Using Multiple Common Table Expressions In One SQL Query In MySQL
A couple of years ago, I upgraded this blog from MySQL 5.7.10 to MySQL 8.0.28. This gave me access to newer SQL features like Common Table Expressions (CTE) and JSON column types. But, my blog requires little more that CRUD (Create, Read, Update, Delete) operations; so, there's not much of need for me to write advanced SQL statements.

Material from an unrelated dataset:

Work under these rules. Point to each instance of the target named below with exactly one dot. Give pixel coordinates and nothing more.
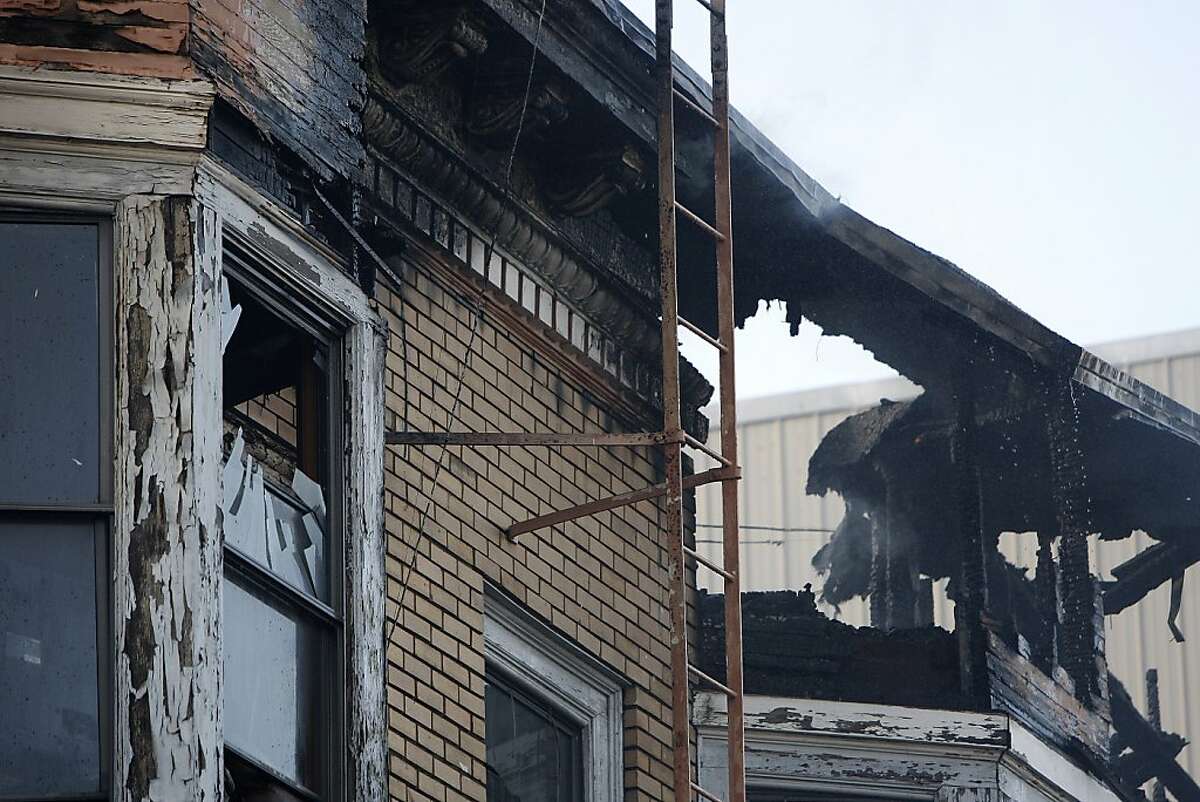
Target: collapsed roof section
(913, 310)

At work, however, we recently upgraded to MySQL 8. And this finally gave me an opportunity to start playing around with more advanced concepts due to the large number of one-off reports that I have to run. A couple of weeks ago, I looked at using VALUES
and ROW
constructs to create a common table expression. And, as a follow-up to that, I just learned that you can have multiple CTEs within a single MySQL query. And, that these CTEs can reference each other. So freaking cool!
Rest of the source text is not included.